The series will offer critical, historical and aesthetic contributions to current literary and theoretical work. Each volume will concentrate on one writer. The first six titles will be on Mary Braddon, Mrs. Henry Wood, Rhoda Broughton, Marie Corelli, Florence Marryat, and Charlotte Riddell.

Each volume in this series will explore the careers, writing practices and work of popular women writers, through a lens informed by contemporaneous and contemporary feminist thought. It will interrogate the ways in which women writers, their creative processes and published material can be considered feminist, and explore how recent developments in feminist theory can enrich our understanding of popular women’s lives and literature.

This series will both rethink established popular writers and their works, and rediscover and re-evaluate authors who have been largely neglected, often since their initial burst of success in their own historical period. This neglect is often due to the exclusivity and insular nature of the canon which has its roots in the Victorian critical drive to perpetuate a division between high and low culture.

In response, our definition of the “popular” is broadly interpreted to encompass women writers who were read by large sections of the public, and who wrote for the mass publishing market. The series therefore challenges this arbitrary divide, creating a new and dynamic dialogue regarding the canon’s expansion by introducing readers to previously under-researched women writers who were nevertheless prolific, known and influential.

Studying the work of these authors can tell us much about women’s writing, creativity and publishing practice, and about how popular fiction intervened in pressing political, social and cultural issues surrounding gender, history and women’s role in society.

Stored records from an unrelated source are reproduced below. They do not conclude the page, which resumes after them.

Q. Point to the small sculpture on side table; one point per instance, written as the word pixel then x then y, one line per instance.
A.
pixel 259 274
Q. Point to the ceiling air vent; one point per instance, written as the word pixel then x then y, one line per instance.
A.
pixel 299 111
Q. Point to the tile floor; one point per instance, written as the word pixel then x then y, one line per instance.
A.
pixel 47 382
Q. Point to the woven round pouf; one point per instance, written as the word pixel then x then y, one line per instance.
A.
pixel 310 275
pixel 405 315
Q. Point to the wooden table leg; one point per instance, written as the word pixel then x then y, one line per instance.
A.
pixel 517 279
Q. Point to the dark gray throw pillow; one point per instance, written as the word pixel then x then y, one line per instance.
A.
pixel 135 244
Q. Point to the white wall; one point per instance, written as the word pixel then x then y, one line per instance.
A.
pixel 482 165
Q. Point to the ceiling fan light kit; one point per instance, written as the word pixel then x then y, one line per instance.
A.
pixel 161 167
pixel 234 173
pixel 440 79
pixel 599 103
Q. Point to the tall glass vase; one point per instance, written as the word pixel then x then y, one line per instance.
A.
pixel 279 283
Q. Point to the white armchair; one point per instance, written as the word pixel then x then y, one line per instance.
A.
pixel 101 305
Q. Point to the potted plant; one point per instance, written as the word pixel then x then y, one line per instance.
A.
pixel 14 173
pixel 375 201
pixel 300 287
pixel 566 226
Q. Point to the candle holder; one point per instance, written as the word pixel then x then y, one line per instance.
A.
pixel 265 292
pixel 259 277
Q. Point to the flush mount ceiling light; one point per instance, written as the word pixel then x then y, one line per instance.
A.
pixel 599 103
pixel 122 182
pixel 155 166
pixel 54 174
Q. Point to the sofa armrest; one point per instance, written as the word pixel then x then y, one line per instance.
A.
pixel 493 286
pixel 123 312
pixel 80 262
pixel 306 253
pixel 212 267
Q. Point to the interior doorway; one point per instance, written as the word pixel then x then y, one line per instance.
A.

This is an important and timely series that is inspired by, interrogates, and speaks to a new wave of feminism, new definitions of sex and gender, and new considerations of intersectionality.

It also reflects growing interest in popular fiction, and a feminist desire to broaden and diversify the literary canon.

Ultimately the series seeks to shed light on women writers whose work deserves greater recognition, to facilitate and inspire further research, and to pave the way for introducing these key women writers into the canon and the modern-day classroom.

Publisher: Edward Everett Root Publishers

Website: http://www.eerpublishing.com/hatter—ifill-women-writers.html

Contact: keywomenwriters@gmail.com

 

‘Gender in Victorian Popular Fiction, Art and Culture’Nineteenth-Century Gender Studies, special issue edited by Janine Hatter and Helena Ifill (Autumn 2016)

Nineteenth-Century Gender Studies is a peer-reviewed, online journal committed to publishing insightful and innovative scholarship on gender studies and nineteenth-century British literature, art and culture.

This special issue examines all aspects of the relationship between gender and the “popular”. Popular fiction in the nineteenth century was repeatedly, and often negatively, associated with women and femininity, perceived as a mass of “silly novels by lady novelists” (George Eliot). Existing scholarship (by critics such as Solveig R. Robinson and Jennifer Phegley) has already done much to challenge the old Victorian notion that popular fiction was second-rate literature produced by a second-class gender. This issue reassesses and reinvigorates the relationship between popular fiction and the feminine, but also goes beyond this in order to interrogate the interactions between gender and popular genres more broadly.